Dominique Fernandez a publié cette année une biographie très émouvante de Tolstoï. Pas évident de bien comprendre ce personnage inclassable.
Ce qui est très frappant, quoique légèrement anecdotique, c’est le passage sur l’homosexualité de Tolstoï. Parce que évidemment non seulement il n’était pas homosexuel mais franchement hétérosexuel. Alors quid de son homosexualité?
D’abord les œuvres de jeunesse indiquent une admiration certaine pour la beauté masculine. Dans enfance aussi le garçon est en « admiration » devant son camarade Serge Ivine. Puis dans sa vieillesse il y a la relation avec son ami Vladimir Tchertkov qui suscite la jalousie de sa femme. Elle va même jusqu’à écrire:
» Léon Nicolaïevitch Tolstoï, mon mari est pédéraste. J’ai des preuves. Il ne s’en doute pas » Ses preuves, c’est, outre la soumission de son mari au bel officier, l’aveu consigné dans le journal de jeunesse de l’écrivain: « il m’est arrivé assez souvent de tomber amoureux d’un homme. (…) Je n’oubliais jamais la nuit où nous sommes partis lui et moi, et où, enveloppés sous la couverture, j’avais envie de le manger de baiser, la voluptée n’était pas exclue ». A relire et à ressasser ces lignes, elle ne doute plus des turpitudes de son mari.
Dominique Fernandez relate enfin une rencontre avec Stanislavski où Tolstoï avait était impressionné par de beaux et virils soldats.
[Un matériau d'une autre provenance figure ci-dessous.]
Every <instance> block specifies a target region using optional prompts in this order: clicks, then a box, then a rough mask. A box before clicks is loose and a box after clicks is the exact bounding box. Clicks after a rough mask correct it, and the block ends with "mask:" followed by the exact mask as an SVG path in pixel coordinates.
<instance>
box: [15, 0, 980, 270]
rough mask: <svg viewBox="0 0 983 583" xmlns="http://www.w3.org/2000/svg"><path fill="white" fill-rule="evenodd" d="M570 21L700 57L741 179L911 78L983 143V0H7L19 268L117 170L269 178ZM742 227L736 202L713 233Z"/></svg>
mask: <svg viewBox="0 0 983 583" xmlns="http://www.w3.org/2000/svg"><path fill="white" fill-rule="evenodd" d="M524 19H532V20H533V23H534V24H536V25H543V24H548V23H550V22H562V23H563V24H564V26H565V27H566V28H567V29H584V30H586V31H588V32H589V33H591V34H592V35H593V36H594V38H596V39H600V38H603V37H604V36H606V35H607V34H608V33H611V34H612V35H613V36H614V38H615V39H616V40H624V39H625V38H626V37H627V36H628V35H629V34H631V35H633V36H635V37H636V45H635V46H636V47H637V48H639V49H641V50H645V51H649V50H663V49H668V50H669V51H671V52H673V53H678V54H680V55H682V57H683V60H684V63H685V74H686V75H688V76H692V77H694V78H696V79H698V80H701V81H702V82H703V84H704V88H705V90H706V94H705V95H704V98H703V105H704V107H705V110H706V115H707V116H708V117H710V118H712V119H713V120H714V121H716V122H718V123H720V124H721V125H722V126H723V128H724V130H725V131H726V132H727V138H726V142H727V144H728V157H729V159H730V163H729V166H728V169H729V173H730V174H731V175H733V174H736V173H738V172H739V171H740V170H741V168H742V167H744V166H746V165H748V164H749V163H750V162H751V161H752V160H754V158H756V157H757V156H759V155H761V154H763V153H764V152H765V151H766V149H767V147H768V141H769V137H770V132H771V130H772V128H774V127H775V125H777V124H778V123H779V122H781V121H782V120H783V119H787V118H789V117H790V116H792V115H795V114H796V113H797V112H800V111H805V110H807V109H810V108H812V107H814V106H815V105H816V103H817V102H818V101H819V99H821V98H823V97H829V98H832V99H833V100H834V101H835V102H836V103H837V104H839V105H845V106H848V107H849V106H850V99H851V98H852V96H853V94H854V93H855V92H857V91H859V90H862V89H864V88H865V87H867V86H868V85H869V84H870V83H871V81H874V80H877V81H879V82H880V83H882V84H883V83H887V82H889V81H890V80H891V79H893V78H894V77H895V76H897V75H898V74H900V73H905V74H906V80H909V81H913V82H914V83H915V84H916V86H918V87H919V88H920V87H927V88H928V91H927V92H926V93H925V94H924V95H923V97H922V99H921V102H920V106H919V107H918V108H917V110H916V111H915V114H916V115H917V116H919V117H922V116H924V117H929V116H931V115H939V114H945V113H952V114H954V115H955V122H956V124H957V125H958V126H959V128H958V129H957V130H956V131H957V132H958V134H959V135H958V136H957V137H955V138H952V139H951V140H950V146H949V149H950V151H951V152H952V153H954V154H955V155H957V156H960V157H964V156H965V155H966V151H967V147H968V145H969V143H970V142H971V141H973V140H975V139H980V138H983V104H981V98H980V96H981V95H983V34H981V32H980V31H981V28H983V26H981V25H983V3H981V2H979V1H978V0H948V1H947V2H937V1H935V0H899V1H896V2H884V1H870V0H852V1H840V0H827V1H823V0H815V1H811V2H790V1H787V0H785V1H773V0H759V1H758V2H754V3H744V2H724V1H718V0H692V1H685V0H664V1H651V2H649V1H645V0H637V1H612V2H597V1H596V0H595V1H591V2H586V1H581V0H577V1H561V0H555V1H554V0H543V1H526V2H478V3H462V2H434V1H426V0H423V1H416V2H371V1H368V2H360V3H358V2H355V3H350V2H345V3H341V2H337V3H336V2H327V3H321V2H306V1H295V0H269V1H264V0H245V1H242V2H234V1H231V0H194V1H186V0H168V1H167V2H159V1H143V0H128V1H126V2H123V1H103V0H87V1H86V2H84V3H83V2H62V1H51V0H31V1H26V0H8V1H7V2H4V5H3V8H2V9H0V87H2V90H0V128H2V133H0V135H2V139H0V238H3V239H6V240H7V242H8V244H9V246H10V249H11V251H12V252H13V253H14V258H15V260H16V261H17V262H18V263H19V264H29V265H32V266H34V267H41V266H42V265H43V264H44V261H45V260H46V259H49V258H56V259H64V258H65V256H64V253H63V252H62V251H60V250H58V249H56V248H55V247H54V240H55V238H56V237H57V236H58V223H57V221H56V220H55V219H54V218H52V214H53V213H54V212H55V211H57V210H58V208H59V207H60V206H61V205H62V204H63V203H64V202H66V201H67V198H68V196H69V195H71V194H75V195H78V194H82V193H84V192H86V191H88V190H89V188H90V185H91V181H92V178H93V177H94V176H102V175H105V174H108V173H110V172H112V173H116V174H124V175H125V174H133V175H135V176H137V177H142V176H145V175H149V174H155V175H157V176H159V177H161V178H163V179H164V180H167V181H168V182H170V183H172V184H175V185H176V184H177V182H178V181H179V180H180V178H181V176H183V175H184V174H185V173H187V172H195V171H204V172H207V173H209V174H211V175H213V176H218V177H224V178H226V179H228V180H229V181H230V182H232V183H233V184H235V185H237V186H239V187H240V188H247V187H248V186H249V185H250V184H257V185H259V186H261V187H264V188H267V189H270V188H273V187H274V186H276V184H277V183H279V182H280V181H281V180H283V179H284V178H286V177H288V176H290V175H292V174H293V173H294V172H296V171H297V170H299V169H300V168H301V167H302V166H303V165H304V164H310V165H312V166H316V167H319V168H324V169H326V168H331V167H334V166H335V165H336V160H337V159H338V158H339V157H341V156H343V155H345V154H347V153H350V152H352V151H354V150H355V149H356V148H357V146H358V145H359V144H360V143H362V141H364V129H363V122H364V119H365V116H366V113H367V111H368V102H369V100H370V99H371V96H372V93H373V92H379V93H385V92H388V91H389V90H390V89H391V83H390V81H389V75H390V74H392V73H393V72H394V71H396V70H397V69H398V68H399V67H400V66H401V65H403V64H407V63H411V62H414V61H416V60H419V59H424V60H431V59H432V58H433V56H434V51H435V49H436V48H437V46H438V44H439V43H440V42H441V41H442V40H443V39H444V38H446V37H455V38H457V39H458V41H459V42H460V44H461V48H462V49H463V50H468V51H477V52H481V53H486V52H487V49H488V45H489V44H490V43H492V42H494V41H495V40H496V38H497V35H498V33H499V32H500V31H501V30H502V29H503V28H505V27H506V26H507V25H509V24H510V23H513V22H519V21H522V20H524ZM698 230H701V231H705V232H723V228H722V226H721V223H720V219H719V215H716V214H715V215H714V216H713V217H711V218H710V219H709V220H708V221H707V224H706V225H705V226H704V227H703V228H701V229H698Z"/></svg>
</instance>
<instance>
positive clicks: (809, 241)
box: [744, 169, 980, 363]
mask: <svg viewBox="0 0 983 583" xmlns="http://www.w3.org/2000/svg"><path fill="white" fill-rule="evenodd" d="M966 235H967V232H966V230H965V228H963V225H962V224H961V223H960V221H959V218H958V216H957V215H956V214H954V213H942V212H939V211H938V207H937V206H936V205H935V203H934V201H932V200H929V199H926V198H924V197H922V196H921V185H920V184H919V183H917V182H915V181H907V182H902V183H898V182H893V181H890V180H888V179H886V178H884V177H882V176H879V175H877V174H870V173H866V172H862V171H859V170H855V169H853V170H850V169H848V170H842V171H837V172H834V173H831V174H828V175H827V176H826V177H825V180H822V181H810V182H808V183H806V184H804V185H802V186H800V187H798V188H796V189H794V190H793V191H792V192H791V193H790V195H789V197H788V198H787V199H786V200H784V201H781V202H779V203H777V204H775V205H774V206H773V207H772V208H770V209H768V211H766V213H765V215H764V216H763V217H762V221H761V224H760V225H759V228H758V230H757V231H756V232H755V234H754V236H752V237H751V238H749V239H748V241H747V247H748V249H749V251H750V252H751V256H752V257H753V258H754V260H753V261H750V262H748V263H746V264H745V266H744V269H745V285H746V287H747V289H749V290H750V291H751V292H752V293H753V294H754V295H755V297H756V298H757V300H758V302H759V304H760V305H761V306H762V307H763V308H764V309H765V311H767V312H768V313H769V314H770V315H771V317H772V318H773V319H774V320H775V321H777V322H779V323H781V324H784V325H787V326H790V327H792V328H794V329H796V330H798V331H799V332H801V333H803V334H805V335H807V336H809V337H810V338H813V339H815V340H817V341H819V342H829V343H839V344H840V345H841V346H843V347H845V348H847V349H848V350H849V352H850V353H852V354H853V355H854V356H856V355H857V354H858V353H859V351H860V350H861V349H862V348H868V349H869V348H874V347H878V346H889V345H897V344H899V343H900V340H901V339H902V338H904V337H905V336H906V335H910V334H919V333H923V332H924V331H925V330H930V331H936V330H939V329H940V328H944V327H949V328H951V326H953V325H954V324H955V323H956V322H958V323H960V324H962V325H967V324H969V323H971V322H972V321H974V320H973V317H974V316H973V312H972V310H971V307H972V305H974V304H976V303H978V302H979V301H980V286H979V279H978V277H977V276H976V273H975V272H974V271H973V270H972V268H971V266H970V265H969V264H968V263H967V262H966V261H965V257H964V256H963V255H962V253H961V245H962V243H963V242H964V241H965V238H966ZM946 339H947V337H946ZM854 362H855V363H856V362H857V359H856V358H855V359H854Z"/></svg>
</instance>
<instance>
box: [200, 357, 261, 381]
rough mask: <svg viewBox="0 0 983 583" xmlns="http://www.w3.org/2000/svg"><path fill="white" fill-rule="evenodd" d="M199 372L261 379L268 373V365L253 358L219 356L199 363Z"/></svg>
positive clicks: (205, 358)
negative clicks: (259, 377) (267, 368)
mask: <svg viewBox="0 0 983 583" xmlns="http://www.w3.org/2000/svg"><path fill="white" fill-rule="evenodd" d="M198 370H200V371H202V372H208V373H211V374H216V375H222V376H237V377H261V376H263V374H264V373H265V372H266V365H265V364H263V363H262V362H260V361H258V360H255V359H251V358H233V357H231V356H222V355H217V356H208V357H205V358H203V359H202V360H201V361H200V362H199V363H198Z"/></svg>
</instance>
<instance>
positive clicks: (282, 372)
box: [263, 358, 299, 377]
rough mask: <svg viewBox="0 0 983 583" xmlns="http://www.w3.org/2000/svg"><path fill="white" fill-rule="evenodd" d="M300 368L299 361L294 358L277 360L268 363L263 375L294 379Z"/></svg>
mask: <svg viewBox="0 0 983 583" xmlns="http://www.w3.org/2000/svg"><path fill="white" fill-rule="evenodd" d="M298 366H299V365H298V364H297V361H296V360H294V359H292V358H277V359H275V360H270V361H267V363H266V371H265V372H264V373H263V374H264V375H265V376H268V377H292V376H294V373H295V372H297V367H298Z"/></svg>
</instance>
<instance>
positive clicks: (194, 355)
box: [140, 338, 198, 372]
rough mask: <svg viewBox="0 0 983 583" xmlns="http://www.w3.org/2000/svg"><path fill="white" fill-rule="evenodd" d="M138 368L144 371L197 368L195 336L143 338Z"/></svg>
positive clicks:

Alors lucidité de femme ou fantasme de l’imagination?
Ce qui est frappant chez Tolstoï et que décrit bien D. Fernandez c’est cette formidable « capacité à se renouveler à chaque époque de sa vie intellectuelle, ce mécontentement de n’être que ce qu’il n’était, ce besoin de voir ailleurs, d’oser plus loin, cet acharnement à piétiner aujourd’hui ce qu’il adorait hier, l’armée, le sexe, la littérature, la musique, c’est cette verdeur, cette insolence permanentes, qui sont la marque de Tolstoï, il échappe sans cesse à son personnage et choisit chaque fois de déplaire: cette déroutante allégresse dans le politiquement incorrect fait l’unité d’un esprit en apparence cahotant et instable. »
Ce n’est peut être pas la plus fidèle biographie de Tolstoï -il en existe tant est plus- mais certainement l’une des plus sincère d’un lecteur de Tolstoï qui voulait mieux comprendre ce fin analyste de ce qui nous fait des hommes.